Diffusion UQ on DrivAerML¶

Uncertainty quantification on surface pressure

Generative uncertainty quantification for steady CFD fields on top of the AB-UPT backbone via data-space diffusion — denoise surface + volume fields directly at anchor positions, with one backbone forward per Euler step. An ensemble of draws yields per-point std, calibration of integrated quantities (Cd, Cl).
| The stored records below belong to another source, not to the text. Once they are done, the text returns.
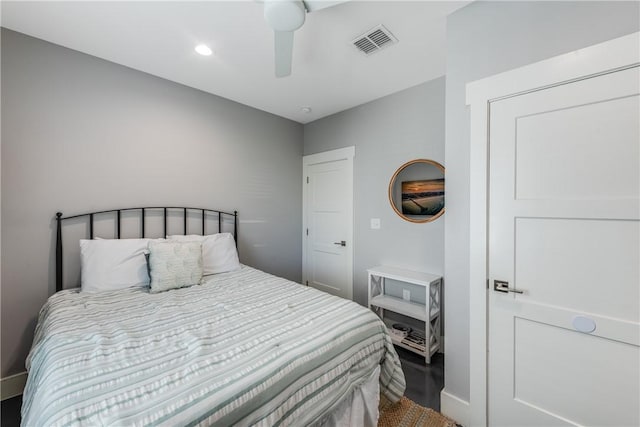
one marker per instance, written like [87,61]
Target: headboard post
[235,227]
[58,251]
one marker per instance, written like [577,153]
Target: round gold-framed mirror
[416,191]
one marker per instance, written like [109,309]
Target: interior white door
[564,229]
[328,222]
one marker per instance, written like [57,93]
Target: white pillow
[113,264]
[219,253]
[174,265]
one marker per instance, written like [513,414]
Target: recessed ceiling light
[204,50]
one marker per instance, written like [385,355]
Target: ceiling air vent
[373,40]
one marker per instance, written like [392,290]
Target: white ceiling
[328,73]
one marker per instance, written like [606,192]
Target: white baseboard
[12,386]
[454,408]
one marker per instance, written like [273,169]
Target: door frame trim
[347,153]
[609,56]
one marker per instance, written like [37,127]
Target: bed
[243,347]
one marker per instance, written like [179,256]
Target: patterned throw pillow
[174,265]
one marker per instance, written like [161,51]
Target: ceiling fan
[284,17]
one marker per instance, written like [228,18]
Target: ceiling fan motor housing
[284,15]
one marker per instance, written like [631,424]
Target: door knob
[502,286]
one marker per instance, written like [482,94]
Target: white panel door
[328,212]
[564,229]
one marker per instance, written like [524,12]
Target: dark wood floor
[424,383]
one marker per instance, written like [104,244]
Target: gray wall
[483,39]
[82,134]
[387,133]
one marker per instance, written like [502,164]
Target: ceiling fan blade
[284,52]
[313,5]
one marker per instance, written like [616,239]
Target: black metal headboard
[143,212]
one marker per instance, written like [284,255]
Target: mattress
[243,348]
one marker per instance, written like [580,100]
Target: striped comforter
[244,348]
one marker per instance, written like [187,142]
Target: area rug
[407,413]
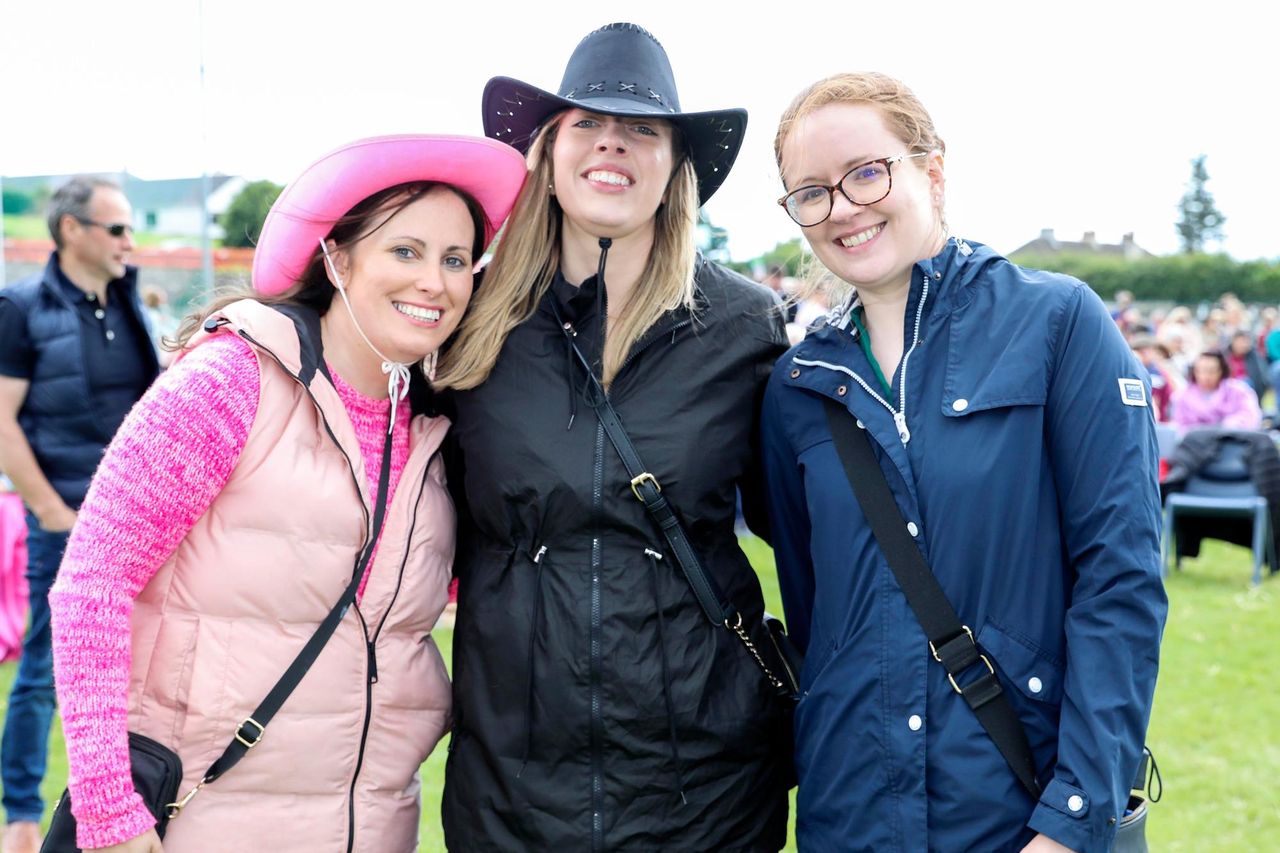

The recipe is a uv-managed package (pyproject.toml) that pulls emmiai-noether and aero-cfd-recipe as editable path deps, so it picks up the surrounding repo’s src/ and the sibling aero_cfd recipe automatically.

Method¶

We train a flow matching model in the data space of field values. Concretely:

Objective. FM Velocity prediction along the straight-line rectified-flow interpolant between Gaussian noise and the clean target. One Euler step = one AB-UPT forward.
Conditioning. Geometry comes in via the standard AB-UPT supernode + anchor pipeline; the diffusion time t ∈ [0, 1] enters via DiT-style (Peebles & Xie, 2022) adaptive layer norm on every transformer block. Noisy field values are concatenated to the anchor inputs.
Optional minibatch-OT pairing. --minibatch-ot pairs noise / target samples within a batch by optimal transport (Tong et al., 2023) for straighter, lower-variance trajectories.
UQ. A trained model is sampled N times per geometry from independent noise seeds; the per-point sample std is the uncertainty estimate, and the ensemble mean is the point prediction.

Training¶

Data-space diffusion (flow matching)¶

uv run python -m scripts.train_dataspace_diffusion \
    --dataset-root $DATASET \
    --output-path ./outputs/abupt_diffusion \
    --paradigm flow_matching \
    --max-epochs 500 --batch-size 1 --lr 5e-5 \
    --ema-decays 0.9999

Defaults match the reported run: 9.1M params, hidden 192, 3 heads, 16K supernodes, 65K geometry points, 16K surface + 16K volume anchors. Pass --minibatch-ot to enable OT pairing.

Regression baseline¶

--paradigm regression swaps in AeroABUPT + WeightedLossTrainer for a deterministic baseline at matched backbone, geometry budget, and optimizer schedule. run_abupt_regression.sbatch.

SLURM¶

File	Stage
`run_abupt_diffusion.sbatch`	data-space diffusion (full hyperparams baked in)
`run_abupt_regression.sbatch`	deterministic AeroABUPT baseline

Both launchers prepend $SLURM_JOB_ID to config.run_id so wandb and output dirs trace back to the job.

Evaluation¶

Single-GPU eval scripts that load a trained checkpoint and dispatch in-process via noether.inference.evaluate:

Script	What it does
`scripts/eval_sampling_steps_sweep.py`	Side-by-side metrics for multiple Euler-step counts (`--steps 1 2 4 8 16`) in one pass; emits per-step `steps_{n}/` prefixes to wandb.
`scripts/eval_uq.py`	Draws `--n-uq-samples` per geometry; reports per-point std-vs-\|error\| Pearson correlation and Cd / Cl mean / std / empirical-CI calibration.
`scripts/report.py`	Builds the tables and Plotly bar charts shown below from `summary.yaml` artifacts.

Example:

uv run python -m scripts.eval_uq \
    --run-dir outputs/abupt_diffusion/30035_2026-05-11_spk1e \
    --n-uq-samples 10 --sampling-steps 10 \
    --resume-checkpoint best_model.loss.test.total

At eval time eval_uq re-enables surface_normals, surface_area, and use_surface_position_as_input (training omits them) so Cd / Cl integration finds its inputs.

Report¶

Final test-set L2 errors for the data-space diffusion model (10 Euler sampling steps) versus the deterministic regression baseline. The two runs share the same AB-UPT backbone, geometry budget, and optimizer schedule, so wall-clock training cost and parameter count are roughly matched — the diffusion model just adds the per-anchor noise input and DiT-style time conditioning on top.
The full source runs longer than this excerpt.